Whoever said exercise is good for you obviously didn't have my personal trainer!!
Last night I ventured into a gym and actually did exercise for the first time in about 5 months! I was soooo fed up with the crapness of my old gym that I have joined a spangly new one where the equipment works and the staff know what customer relations are and are polite!
So far I've been lucky, I've ben able to shift over a stone in weight without exercising but now I am stuck, the countdown to Christmas has begun and I want to be able to lose another 7 1/2 pounds by then, so it was time to bite the bullet and get back in the gym.
Of course I wasn't expecting to be put through my paces quite that much!! As part of my membership perks I get to have one free session with a personal trainer so for an hour he had me rowing, pushing weights, stepping, cycling, cross training and doing sit ups.

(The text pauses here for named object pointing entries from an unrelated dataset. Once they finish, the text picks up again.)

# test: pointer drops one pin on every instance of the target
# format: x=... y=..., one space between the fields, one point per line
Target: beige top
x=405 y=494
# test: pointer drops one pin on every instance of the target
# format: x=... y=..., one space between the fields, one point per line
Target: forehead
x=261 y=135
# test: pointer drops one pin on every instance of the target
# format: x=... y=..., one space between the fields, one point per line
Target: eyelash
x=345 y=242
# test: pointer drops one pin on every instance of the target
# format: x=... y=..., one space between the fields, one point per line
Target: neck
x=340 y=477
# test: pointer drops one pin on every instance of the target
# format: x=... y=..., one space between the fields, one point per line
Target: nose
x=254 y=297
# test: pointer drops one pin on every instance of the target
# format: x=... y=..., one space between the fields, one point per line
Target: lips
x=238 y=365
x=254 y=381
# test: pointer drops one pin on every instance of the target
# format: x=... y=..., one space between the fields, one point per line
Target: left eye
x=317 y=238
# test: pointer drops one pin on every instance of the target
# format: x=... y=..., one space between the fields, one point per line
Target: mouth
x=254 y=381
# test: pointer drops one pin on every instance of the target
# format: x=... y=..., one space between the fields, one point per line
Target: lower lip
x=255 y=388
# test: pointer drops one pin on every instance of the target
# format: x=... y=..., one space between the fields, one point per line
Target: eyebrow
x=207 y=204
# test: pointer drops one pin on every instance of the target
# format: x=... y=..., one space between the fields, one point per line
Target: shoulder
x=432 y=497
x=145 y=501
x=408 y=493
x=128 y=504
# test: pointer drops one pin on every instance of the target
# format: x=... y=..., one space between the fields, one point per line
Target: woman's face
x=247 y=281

Have you ever exercised so much that you think you are either a) going to pass out or b)throw up??! Well that was me. By the time I came out I was a sweaty, red faced, puffing wreck!! My new haircut was ruined with bits sticking up and bits plastered to my face...I was the epitome of unattractiveness!!

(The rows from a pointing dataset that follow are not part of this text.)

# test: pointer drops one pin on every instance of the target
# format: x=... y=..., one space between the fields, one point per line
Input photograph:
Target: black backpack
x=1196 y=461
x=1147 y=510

I think the scariest thing is, I can't wait to get back in there and do it all again! If it helps me shift more pounds I will be the happiest Fairy around!

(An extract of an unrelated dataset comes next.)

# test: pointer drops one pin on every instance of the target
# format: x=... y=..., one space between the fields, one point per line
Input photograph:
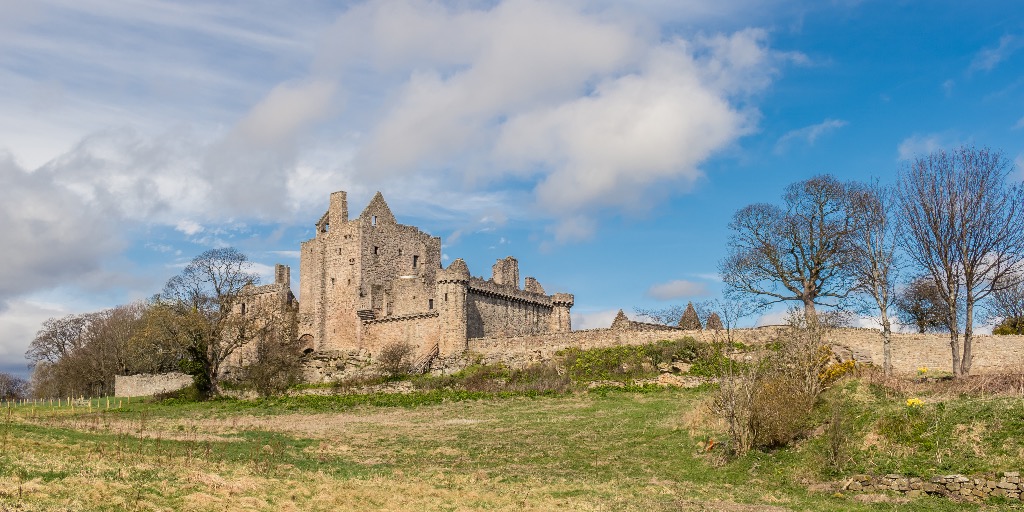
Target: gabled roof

Last night must have been my night for men trying to finish me off, both physically (in the guise of personal trainer) and emotionally. The Evil Ex seems to be back to his old tricks again. Things were going ok, we would talk every now and then, occasionally go for lunch and I had...actually have...reached a point now where I'm not the naive little girl I was when I met him and I am wise to his game playing. We haven't spoken for about 5-6 weeks. I've emailed to see how he is and he's ignored me so I left it. Then last night I got a text from him asking whether I had called him. Obviously I hadn't so it led to this whole text conversation when he admitted that he didn't know how to start the conversation. 'Hello, how are you, sorry I haven't been in touch, I've been butterfly farming in Outer Mongolia' may have been a better start!! Anyway, after a bit of a heated text conversation he called me. We argued for a bit, then had a normal conversation, then a little while later when we were talking he said that he hadn't been in touch coz he was hiding. Apparently hiding from me so that he didn't tell me he loves me. Which he reckons he does. He wants to know whether there is any chance that I could ever love him again. I'm actually starting to question his sanity!!
I won't deny that part of me always has, and still does, feel something for him. Is it love? No. I think its more to do with the potential we had...the relationship we had and where it could have gone if he hadn't thrown it away. We were good together and he made me deliriously happy...he was meant to be 'the one'.
But now I am meant to believe what he tells me when he has done nothing over the last 4 years but play games with me and lie to me. He told me a long time ago he still loved me, then said that he just said it and it wasn't true. Like I could ever let him wreak havoc on my emotions and hurt me as much as he did before...I don't think so somehow! What can he possibly be thinking??!
Personally I think he's stark raving bonkers but if anyone has any other theories I'd be glad to hear them!
Do I have a secret sign on my head that only nutters can see, or should I be thinking about changing my perfume??! And where are all the sane, normal(ish) guys???!!